A federal judge slammed the brakes on an antitrust lawsuit challenging the city of Chicago’s 2008 parking meter lease agreement.
Micah Utericht and Johan Kaderbek — originally joined by a third plaintiff who since has moved away — sued Chicago Parking Meters LLC, alleging a 75-year lease under which CPM has exclusive rights to operate and collect money from city parking meters, violates the federal Sherman Antitrust Act, as well as the Illinois Consumer Fraud Act. They sought both class certification and an injunction keeping CPM from enforcing its least absent modifications.
But in an opinion issued Jan. 24, Judge Matthew Kennelly granted CPM’s motion to dismiss.
CPM paid the city $1.1 billion in 2008 for the rights to operate some 36,000 metered parking spaces in business zones. Although the city has “reserved powers” over the spaces, according to Kennelly, it can only exercise those rights by paying the full value of the contract. He cited as an example a limit on the city’s authority to “reduce rates, use peak pricing, remove meters to reduce congestion, put in 'drop off' zones and eliminate safety hazards in high crash areas, without a determination and possible arbitration of the compensation due to CPM.”

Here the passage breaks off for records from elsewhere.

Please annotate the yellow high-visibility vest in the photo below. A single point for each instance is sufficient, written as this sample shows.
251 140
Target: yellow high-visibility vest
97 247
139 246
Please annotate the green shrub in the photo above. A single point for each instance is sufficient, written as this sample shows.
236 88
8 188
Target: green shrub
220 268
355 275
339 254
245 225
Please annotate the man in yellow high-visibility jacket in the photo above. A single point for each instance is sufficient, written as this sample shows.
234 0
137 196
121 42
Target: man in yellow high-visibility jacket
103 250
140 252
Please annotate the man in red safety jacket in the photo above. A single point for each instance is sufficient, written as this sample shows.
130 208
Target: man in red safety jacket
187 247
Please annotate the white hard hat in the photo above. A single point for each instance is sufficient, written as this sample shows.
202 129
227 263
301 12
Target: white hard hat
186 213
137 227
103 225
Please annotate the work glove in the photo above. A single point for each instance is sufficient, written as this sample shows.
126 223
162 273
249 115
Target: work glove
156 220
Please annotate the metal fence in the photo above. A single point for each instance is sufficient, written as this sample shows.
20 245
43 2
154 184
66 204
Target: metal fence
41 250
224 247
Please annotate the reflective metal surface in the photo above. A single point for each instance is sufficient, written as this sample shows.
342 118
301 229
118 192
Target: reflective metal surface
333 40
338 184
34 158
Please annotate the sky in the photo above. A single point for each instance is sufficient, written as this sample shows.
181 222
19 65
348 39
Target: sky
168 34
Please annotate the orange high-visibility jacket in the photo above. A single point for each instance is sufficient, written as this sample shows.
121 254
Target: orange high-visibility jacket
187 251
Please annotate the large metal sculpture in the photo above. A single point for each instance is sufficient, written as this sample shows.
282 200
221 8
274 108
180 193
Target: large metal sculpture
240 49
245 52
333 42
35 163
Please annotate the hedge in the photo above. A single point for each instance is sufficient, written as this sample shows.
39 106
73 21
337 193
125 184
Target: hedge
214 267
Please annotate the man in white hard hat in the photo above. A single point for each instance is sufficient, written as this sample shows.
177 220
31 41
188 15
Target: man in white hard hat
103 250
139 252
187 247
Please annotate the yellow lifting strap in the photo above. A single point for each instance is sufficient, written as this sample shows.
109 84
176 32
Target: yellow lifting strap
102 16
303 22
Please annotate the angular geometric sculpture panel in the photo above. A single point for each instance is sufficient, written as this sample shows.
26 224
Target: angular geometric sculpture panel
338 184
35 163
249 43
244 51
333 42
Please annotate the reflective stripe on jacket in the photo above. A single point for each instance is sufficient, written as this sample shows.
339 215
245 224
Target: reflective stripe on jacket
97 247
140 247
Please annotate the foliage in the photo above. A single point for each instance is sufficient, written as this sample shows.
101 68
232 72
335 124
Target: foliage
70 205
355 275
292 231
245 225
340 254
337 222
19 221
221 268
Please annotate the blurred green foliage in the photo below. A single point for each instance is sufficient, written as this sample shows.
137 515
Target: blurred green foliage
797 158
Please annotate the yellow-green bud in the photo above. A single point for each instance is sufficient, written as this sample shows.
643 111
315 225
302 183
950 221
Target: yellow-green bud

Utericht and Kaderbek, who wanted the class to include all city residents who use parking meters, said the high expense to the city for making any changes makes officials reluctant to act, establishing “de facto exclusive control over the metered parking system.” They alleged two antitrust violations: CPM doubled parking fees since taking over, making Chicago second only to New York as the most expensive city for parking; and the loss of participation in active regulation of public streets. The state law unfair practices claim alleges the lease stunts development of alternative transportation, like bike and bus lanes, because the city can’t eliminate metered spaces without financial penalty.
Kennelly said the increased fees for parking meters is an obvious financial injury. But “the more difficult question is whether the plaintiffs have met the other two elements of standing: causation and redressability.” Despite the allegations of de facto control by CPM, Kennelly continued, “it is undisputed that CPM cannot directly change the rates.”
The injuries, Kennelly said, are tied to CPM only through the city’s actions and decisions, and the city is not a named defendant. He pointed to two U.S. Supreme Court opinions: a 2019 decision in Department of Commerce v. New York concerning a citizenship question on U.S., Census forms, and 2021's California v. Texas, a challenge to the Affordable Care Act’s individual mandate.
In Department of Commerce, Kennelly wrote, the court said states had standing based not on speculation, but “the predictable effect of government action on the decisions of third parties.” But in California, the court said “neither logic nor intuition” supported a “causal” argument individuals wouldn’t enroll in state-operated health care programs because the mandate wasn’t enforceable.
Utericht and Kaderbek “plausibly allege” their requested injunction would decrease parking meter rates, Kennelly said, citing data from other cities that have lower rates or use off-peak pricing. He also said the men effectively alleged CPM holds a monopoly over parking meters.
However, “the state action immunity doctrine shields state action from federal antitrust liability” when a lawsuit challenges something that is clearly state policy, Kennelly wrote. A city doesn’t need to show state policy compels its action, he continued, only that said policy makes the action a predictable outcome.
Because the Illinois Municipal Code allows any municipality to not only operate but to “enter into contracts dealing in any manner with” parking meters, a city reaching an exclusive lease is a foreseeable result of the state law, and therefore the contract can’t be subject to antitrust litigation.
Although the plaintiffs said the state law only allows a municipality to lease meter rights for advertising, Kennelly said their reading “is contrary to the text of the code and state-law principles of statutory interpretation.” Because he dismissed the federal claims, with prejudice, Kennelly declined to exercise supplemental jurisdiction over the ICFA claim.
Plaintiffs are represented in the action by attorneys Thomas H. Geoghegan, Michael P. Persoon and Will Bloom, of the firm of Despres, Schwartz & Geoghegan, of Chicago, and attorneys Stuart J. Chanen and Ariel Olstein, of Chanen & Olstein, of Lincolnwood.
CPM is represented by attorneys Dan K. Webb, Robert Y. Sperling, Joseph L. Motto and Conor Reidy, of Winston & Strawn, of Chicago.